There are few things more contemptible than telling a victim of ongoing aggression and abuse that they are morally obliged to sit and take it, especially when the victim is someone particularly impressionable and emotionally vulnerable,or who has been taught to look to you as an authority, or whose safety and well-being is supposedly your responsibility, or all three. And make no mistake, that is exactly what telling children "Just walk away" or "violence is never the answer" or "try to talk to him" or "ignore it" boils down to.

This is the sort of essential "socialization" children would miss out on without modern schools. If the losers and weirdos in the lower reaches of the great chain of being got it into their heads that their own lives, rights, and well-being actually mattered enough to be worth standing up for, where would that leave us? Just meekly soak up the abuse and beg for help that will never come.

People quite literally wouldn't treat a fucking dog the way they routinely treat millions of children in this country.

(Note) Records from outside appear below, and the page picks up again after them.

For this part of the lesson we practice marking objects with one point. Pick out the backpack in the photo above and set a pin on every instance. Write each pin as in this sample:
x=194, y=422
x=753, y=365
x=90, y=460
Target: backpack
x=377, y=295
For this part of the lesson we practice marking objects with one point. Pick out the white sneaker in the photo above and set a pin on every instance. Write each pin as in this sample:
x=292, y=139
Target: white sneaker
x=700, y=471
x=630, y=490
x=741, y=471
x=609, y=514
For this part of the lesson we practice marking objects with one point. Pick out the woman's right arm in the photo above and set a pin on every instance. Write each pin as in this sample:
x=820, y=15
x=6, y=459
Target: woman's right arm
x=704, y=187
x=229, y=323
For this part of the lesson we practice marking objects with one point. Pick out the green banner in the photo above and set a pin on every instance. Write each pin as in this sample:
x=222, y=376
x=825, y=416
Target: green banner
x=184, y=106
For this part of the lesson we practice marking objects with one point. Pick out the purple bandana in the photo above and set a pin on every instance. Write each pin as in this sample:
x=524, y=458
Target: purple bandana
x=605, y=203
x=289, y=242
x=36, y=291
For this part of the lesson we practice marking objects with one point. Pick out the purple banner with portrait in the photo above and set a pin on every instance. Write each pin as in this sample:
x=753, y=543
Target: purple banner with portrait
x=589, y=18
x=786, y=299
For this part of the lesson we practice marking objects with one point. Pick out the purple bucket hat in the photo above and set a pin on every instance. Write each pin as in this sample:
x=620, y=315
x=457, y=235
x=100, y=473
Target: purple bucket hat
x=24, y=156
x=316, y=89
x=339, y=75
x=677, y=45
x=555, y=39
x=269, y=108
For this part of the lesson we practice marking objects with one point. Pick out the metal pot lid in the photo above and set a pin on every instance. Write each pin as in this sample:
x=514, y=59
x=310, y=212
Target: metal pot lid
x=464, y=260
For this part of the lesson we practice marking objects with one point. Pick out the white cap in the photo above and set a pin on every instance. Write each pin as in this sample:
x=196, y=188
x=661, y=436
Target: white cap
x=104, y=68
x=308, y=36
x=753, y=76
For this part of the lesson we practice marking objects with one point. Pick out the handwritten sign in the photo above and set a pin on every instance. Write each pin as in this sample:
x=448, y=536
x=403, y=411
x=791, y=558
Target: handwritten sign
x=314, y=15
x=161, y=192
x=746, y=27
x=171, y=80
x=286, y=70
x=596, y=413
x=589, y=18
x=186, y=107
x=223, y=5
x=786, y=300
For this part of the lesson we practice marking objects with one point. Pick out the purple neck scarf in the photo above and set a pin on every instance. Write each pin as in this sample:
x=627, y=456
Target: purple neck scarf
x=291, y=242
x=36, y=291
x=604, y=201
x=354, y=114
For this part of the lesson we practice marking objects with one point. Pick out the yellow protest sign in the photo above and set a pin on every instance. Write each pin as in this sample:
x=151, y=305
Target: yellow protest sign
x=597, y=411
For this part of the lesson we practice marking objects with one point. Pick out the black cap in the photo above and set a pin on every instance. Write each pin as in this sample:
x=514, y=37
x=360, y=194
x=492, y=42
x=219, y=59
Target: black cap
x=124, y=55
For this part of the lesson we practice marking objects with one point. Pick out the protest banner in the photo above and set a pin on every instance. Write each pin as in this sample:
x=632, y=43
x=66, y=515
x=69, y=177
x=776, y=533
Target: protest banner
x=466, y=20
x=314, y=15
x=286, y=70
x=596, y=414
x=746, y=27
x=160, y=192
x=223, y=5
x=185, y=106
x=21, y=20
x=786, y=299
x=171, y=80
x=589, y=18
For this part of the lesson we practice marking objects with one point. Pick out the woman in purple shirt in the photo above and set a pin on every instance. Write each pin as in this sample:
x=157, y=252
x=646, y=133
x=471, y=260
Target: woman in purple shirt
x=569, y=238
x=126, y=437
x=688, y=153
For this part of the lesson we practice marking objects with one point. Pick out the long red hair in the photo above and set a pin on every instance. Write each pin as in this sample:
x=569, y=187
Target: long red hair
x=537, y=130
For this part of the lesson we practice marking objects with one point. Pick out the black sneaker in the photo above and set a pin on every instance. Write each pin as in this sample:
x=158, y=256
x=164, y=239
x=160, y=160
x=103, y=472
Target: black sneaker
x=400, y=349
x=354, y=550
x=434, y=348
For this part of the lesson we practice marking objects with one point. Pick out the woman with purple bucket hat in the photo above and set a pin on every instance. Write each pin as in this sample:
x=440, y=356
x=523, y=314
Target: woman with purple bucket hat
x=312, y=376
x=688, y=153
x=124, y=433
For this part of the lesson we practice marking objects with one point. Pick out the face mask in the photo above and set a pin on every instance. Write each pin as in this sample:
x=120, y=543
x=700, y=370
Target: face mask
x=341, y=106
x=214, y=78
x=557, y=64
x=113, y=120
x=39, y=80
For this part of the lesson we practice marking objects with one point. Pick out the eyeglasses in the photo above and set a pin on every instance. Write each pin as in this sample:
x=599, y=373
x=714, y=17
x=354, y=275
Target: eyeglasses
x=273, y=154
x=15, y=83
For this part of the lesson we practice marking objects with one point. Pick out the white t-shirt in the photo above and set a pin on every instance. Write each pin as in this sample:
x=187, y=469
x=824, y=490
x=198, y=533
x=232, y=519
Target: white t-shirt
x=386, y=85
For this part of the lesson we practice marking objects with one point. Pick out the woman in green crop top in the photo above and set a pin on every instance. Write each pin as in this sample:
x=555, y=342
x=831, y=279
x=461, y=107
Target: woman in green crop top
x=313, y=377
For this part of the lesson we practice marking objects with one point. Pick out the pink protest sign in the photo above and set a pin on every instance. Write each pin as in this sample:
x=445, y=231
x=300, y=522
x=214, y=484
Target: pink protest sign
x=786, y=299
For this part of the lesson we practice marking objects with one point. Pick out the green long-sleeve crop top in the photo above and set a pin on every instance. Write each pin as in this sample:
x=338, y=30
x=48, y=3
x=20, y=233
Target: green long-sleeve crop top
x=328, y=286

In practice "violence isn't the answer" isn't being said to everyone, at least not equally. It's being said to kids who get bullied a lot- in other words, the kids who are unpopular, different, weird, nerdy,  ugly, shy, socially awkward, or otherwise deviant in ways that put them among the lower echelons of the status hierarchy. An actual fight, in which the bully actually encounters effective resistance, is much more likely to result in actual adult intervention than than one-sided abuse- it's louder, more likely to draw a crowd, more likely to result in some sort of property damage, and more likely to disrupt the school's smooth operation. In practice, a policy of punishing both sides of a fight regardless of its cause often boils down to a policy of tolerating violence as long as it is directed solely at low-status kids.

Of course, it is adults who dispense and enforce these platitudes, and these adults are almost invariably well-educated middle class professionals. In other words, it is people who live secure in the knowledge  that they live in a world where violently assaulting them without provocation is a crime, that they are recognized as having every right to defend themselves against attackers, that they will not be forcibly compelled to attend if they refuse to spend their day in a setting where they are subjected to relentless humiliation and psychological abuse, and that anything even remotely approaching the sort of crap tolerated in schools would be met with police and prosecutions and lawsuits if they, God forbid, were the victims. Their safety and well-being matter enough to receive actual protection.

For all its defects, the macho "don't come crying to me about it, you sissy" attitude towards bullied children was still far more humane and decent than this. It was merely pitilessly indifferent to the victims, not actively allied with the bully. If nothing else, it at least recognized the right of the bullied child to at least try to defend himself instead of declaring him so utterly worthless and irrelevant that he isn't even worthy of his own protection.